This is an environment where every technique available to help municipal issuers should be utilized to deal with the lack of revenues. Instead things like advance refunding capabilities remain unavailable to issuers, This, while at the same time a real federal fiscal response to the policy of essentially downloading the operational with the pandemic responsibilities of dealing with the pandemic were devolved to the states. It is as if the decision was made to outsource services while being unwilling to pay the entities providing them.

So now we move into the fall with fiscal pressures remaining effectively unabated for government. Yet now is when some of the most significant expenses will be incurred. The preparation work to adapt classroom and other spaces for in person learning is substantial, costly, and likely to be required through at least year end. The recent experiences with college campus openings have been clearly fraught and the sort of on again off again process which some schools seem to be attempting is likely to be more costly than other responses.

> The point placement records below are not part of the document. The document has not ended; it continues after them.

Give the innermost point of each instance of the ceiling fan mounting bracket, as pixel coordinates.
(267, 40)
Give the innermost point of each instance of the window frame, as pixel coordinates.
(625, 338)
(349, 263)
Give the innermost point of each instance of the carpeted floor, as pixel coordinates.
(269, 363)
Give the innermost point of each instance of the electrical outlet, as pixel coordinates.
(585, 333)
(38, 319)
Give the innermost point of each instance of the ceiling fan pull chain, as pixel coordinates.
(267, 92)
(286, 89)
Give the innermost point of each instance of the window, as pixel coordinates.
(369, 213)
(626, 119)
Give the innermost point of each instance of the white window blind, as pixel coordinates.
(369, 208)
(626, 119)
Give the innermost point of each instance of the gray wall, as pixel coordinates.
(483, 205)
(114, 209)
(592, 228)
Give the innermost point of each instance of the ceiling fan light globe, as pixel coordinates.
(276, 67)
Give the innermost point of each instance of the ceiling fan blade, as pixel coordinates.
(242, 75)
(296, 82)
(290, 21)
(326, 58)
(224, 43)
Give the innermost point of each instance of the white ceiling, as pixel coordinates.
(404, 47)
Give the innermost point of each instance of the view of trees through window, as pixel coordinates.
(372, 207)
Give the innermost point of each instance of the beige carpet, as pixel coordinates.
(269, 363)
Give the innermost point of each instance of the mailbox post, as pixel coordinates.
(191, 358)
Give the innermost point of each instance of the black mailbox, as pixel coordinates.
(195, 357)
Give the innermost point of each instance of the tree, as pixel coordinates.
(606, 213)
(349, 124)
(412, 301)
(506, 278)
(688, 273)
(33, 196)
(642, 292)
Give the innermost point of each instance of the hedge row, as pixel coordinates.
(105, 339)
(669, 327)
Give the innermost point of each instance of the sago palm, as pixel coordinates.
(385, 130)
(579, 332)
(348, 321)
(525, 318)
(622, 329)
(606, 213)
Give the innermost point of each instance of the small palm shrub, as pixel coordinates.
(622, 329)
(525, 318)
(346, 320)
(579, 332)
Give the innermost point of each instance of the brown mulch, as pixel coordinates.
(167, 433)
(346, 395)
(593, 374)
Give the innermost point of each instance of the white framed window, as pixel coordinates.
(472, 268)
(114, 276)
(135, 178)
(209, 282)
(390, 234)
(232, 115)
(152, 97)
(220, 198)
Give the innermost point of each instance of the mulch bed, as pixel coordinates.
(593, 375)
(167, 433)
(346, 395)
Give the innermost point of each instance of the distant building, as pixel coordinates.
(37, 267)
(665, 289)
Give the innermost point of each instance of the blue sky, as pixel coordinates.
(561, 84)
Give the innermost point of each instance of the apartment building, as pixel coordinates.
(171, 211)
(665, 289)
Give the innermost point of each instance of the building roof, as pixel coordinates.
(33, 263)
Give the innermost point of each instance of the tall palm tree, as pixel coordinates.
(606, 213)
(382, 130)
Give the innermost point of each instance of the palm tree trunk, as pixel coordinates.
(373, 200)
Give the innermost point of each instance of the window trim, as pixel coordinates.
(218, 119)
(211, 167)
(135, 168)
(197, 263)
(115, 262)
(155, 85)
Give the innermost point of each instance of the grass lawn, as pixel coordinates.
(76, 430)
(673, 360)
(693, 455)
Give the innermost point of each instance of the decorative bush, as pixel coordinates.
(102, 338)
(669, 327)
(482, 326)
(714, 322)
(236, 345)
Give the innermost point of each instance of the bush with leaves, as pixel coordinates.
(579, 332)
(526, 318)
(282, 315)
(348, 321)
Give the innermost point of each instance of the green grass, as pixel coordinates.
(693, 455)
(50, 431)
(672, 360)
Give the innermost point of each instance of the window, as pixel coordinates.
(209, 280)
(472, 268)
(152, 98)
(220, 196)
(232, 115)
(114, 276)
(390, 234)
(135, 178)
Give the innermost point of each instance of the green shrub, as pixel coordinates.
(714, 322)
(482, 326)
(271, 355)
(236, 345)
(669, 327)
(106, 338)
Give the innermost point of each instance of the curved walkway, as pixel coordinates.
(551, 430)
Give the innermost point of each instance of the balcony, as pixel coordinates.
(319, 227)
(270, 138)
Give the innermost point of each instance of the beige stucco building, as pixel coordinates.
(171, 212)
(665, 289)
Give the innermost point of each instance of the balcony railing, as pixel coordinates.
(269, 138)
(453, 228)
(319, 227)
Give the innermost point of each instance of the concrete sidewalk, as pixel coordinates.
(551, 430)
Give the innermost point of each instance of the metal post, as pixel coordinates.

The nation’s largest transit system has confirmed how much trouble it is in. The current level of ridership (est. at 25%) has generated significant operating losses which are not sustainable. The agency finds itself in the midst of a hurricane the effects of which are only partially attributable to its own decisions. MTA has requested $12 billion in aid to cover its operating losses through 2021. But that funding is at risk without a substantial federal stimulus bill. Without it MTA projects fares and tolls would be raised by one percent and one dollar, respectively, above already scheduled increases in 2021 and 2023.

The situation with the MTA is simply the largest and most glaring example of the problems. Across the country, state revenues from and for transportation are getting crushed. The situation is being replicated at various scales whether it be less funding for public transit or delayed or scaled back road maintenance and/or construction. The ability of toll roads to facilitate commercial and freight usage may position them better relative to public transit issuers but the demand issue remains in either case. The result for now is diminished infrastructure and a diminished ability to achieve full economic recovery.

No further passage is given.